Furthermore, a control device 6 is provided, which outputs the control signal via the signal line 5 to the inverter 4. The control device 6 comprises a calculation unit 7 for calculating the pole wheel flow. For this purpose, the calculation unit 7 receives a phase current from a current detector 8, e.g. has a measuring resistor (shunt), and further determines the

Phase voltage ui on the same phase at which the phase current is determined. The phase voltage may be measured directly or taken from the pulse width modulated drive signal, e.g. be derived via the corresponding duty cycle. Phase voltage ui and phase current h are provided to the calculation unit 7, which corresponds to the formulas

(1 )

U ₁ (I) = U ^ z) ^ L ^ (2)

, (t) = φ ₁ (τ) - L * i ₁ (t) with φ = i uάt

(3)

determine the pole wheel flow. The formula (2) corresponds to a voltage equation of a strand of a permanent magnet excited machine (according to formula (1)) - -

neglecting the ohmic voltage drop with respect to the other voltage components. By integrating the formula (1), one obtains the flux linkages in the machine (formula (3)), which is a reduced formula of the mathematical machine model. The main flux φi (t) represents the integral over the strand voltage ui (t). High frequency components in the terminal voltage, e.g. caused by the PWM clock of the inverter, have a much lower share after integration. The high-frequency voltage components have a lower proportion of the total flux linkage φi (t) corresponding to the frequency. Accordingly, the pole wheel flux φp (t) is calculated from the integrated line voltage ui (t) in the line current ii (t), which is multiplied by the factor of the winding inductance L.
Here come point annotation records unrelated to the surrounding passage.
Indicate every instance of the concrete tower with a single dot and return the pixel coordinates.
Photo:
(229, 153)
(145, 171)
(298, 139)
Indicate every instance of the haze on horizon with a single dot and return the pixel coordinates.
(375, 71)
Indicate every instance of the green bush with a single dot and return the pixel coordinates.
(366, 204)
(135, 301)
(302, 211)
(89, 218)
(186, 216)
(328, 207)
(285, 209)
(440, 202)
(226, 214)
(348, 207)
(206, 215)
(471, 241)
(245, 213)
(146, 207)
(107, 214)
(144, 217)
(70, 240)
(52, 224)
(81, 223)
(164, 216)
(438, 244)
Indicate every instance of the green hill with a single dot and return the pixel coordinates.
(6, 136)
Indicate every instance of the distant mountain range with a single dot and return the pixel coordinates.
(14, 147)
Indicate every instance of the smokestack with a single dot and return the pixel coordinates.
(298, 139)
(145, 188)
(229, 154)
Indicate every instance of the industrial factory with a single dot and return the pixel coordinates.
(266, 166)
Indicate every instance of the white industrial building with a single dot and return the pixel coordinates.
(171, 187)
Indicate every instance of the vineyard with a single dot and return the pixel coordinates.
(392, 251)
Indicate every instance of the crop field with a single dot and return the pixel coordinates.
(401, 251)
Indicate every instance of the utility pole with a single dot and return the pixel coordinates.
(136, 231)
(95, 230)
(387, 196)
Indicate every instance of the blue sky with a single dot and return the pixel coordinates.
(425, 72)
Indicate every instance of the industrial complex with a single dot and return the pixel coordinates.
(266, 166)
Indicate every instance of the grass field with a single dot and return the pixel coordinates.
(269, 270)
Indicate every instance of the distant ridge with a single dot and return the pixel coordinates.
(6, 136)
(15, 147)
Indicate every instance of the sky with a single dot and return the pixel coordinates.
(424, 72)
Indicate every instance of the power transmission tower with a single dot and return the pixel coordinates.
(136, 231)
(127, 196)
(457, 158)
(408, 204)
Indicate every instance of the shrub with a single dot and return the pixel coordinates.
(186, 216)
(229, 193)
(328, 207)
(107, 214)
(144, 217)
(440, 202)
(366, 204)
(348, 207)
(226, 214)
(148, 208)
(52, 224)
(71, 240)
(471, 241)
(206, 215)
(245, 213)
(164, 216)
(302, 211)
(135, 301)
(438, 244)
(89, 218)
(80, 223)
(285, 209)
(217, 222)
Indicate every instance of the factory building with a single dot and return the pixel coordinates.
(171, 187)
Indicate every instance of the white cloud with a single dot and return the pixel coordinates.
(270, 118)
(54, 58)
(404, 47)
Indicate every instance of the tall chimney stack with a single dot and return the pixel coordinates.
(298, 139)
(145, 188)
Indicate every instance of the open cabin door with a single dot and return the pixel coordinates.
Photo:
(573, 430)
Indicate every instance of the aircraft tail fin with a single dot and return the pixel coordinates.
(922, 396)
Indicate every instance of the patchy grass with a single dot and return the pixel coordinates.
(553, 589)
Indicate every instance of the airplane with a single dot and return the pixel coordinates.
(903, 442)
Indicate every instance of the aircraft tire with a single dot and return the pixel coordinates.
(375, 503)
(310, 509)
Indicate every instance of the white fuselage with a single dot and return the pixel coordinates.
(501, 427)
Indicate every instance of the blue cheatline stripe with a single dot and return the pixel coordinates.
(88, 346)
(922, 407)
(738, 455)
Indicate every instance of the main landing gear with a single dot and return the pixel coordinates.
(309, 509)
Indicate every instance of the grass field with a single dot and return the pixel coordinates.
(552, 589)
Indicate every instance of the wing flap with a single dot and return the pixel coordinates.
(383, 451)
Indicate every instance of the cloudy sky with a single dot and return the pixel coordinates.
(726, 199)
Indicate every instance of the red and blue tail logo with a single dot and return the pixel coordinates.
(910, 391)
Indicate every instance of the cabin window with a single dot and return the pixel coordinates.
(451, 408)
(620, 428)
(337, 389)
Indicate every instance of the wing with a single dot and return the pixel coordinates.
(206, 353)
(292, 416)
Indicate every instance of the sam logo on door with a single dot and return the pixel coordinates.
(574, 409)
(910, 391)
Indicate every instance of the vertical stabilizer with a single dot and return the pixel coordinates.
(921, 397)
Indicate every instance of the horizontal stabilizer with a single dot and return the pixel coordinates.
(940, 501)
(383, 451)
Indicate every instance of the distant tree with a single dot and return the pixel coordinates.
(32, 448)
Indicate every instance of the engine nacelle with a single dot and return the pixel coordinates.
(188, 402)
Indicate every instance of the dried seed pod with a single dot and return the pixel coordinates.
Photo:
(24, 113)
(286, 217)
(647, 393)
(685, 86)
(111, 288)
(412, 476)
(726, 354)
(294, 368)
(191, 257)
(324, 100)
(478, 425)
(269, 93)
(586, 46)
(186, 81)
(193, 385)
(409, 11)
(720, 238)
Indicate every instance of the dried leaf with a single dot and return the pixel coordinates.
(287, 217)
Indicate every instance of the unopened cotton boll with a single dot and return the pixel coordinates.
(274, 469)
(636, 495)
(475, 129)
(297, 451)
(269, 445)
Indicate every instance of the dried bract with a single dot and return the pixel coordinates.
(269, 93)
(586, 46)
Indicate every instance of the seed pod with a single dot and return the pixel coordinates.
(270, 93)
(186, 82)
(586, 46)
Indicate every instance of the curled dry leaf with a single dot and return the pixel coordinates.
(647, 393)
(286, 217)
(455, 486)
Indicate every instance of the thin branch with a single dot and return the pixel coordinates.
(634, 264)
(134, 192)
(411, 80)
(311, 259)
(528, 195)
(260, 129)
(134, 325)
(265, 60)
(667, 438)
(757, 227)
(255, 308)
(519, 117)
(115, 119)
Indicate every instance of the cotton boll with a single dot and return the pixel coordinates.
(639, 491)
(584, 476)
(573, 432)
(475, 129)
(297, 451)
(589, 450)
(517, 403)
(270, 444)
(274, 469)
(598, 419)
The rotor flux position φp (t) thus determined can be assigned to the rotor flux. The conversion of the Polradflusses in the rotor position is performed in the conversion unit 9. The determination of the rotor position via the Polradfluss is especially suitable if the phase currents do not go missing, i. when the phase windings of the synchronous motor are permanently energized (for example, sinusoidal current).

FIG. 2 shows a schematic block diagram of the calculation unit 7 and of the conversion unit 9. The calculation unit 7 adapts the received voltage signal and the received current signal respectively in signal adaptation units 21 and integrates the adapted voltage signal Ui 'in an integration block 22 and amplifies the adapted current signal h' in FIG a gain block 23. The outputs of the integration block 22 and the gain block 23 are added in a summation block 24. In the

Conversion unit 9 is assigned to the value at the output of the summation 24 a rotor position.

Furthermore, a switch 11 (selection unit) controlled by a control unit 10 is provided, which is switched so that at a speed of the - -

Synchronous motor 2, which is above a predetermined speed threshold SW, which is determined by the conversion unit 9 rotor position via the signal line 5 to the inverter 4 is transmitted. In this case, the inverter 4 carries out an electronic commutation of the synchronous motor 2 based on the transmitted rotor position.

The speed is determined from the detected phase current, which is sinusoidal. The period is proportional to the speed of the synchronous motor 2.

The speed threshold SW is preferably selected to indicate the lowest possible speed at which the determination of the rotor position based on the phase current and / or the phase voltage still provides a sufficiently reliable value that allows electronic commutation.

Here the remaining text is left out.